Settle me miró receloso.

—¿Con ácido prúsico? —me preguntó en voz baja.

—Sí; con ácido prúsico.

Settle y yo jamás hemos hablado de esto. No es probable que nadie lo creyera. Para todos, sir Arthur Carmichael sufrió de pérdida de memoria; lady Carmichael se laceró la garganta al parecer en un ataque de locura, y la aparición del gato gris fue pura imaginación.

Pero hay dos hechos injustificables. Uno es la silla desgarrada y el otro, aún más significativo, el catálogo de la biblioteca encontrado después de intensa búsqueda. El volumen que faltaba era un antiguo y curioso libro que versaba sobre metamorfosis de los seres humanos en animales.

Arthur nada sabe de lo sucedido. Phyllis ha cerrado con llave el secreto de aquellas semanas en su propio corazón, y jamás, estoy seguro, lo revelará al marido que tanto ama, y que regresó de la tumba al conjuro de su llamada.

La llamada de las alas
1

Silas Hamer se enteró de ello una ventosa noche de febrero. Él y Dick Borrow regresaban de una cena dada por Bernard Seldon, el especialista de nervios. Borrow había estado desacostumbradamente silencioso, y Silas le preguntó, no sin cierta curiosidad, en qué pensaba. La respuesta del otro fue inesperada.

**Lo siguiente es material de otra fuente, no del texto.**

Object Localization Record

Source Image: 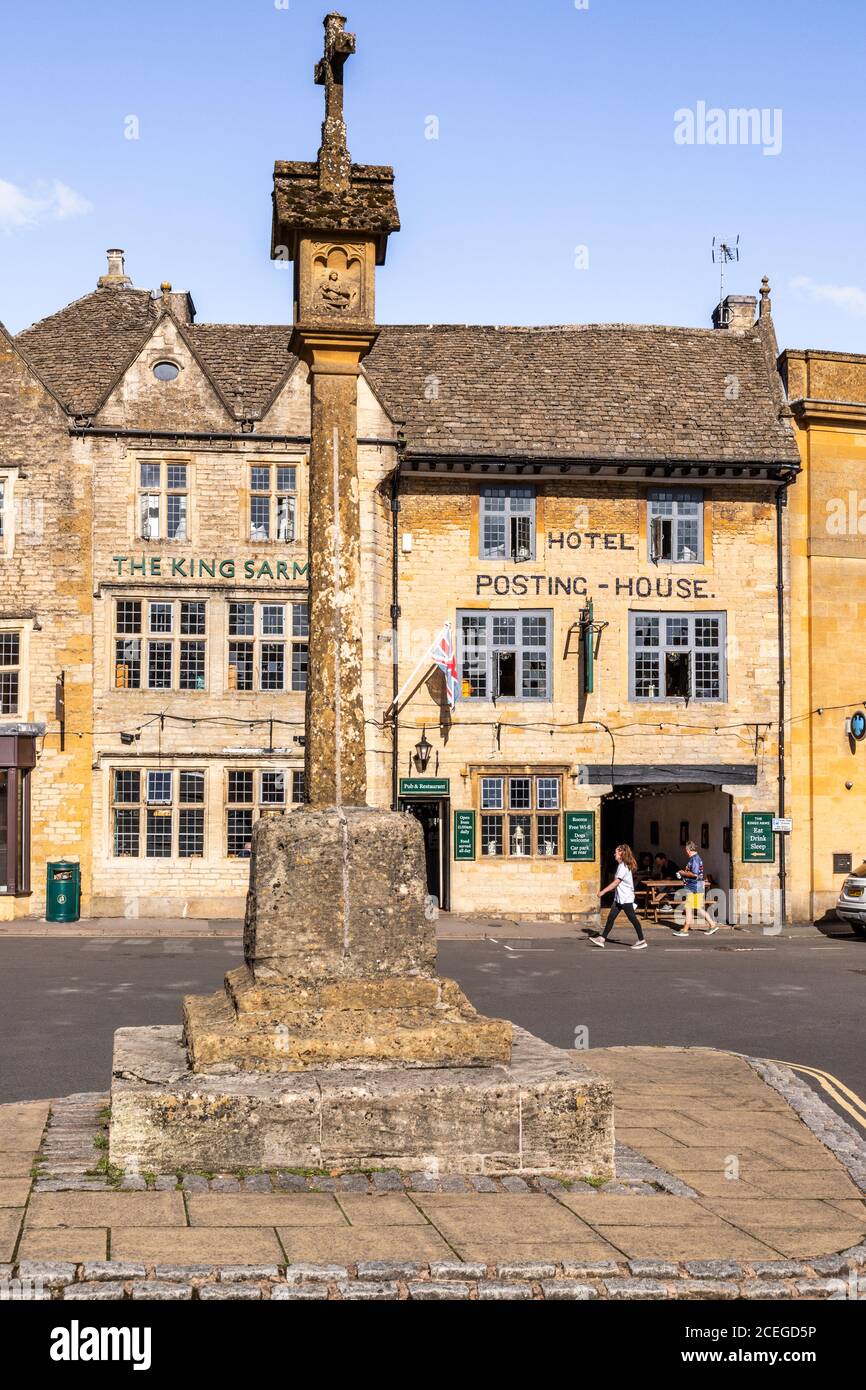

—Pienso que sólo dos entre los reunidos esta noche eran felices. Y esos dos, extrañamente, somos usted y yo.

La palabra «extrañamente» se justificaba a sí misma, pues no había dos hombres más distintos entre sí que Richard Borrow, el dinámico pastor, y Silas Hamer, el complaciente hombre cuyos millones eran asunto de comidilla en todos los hogares.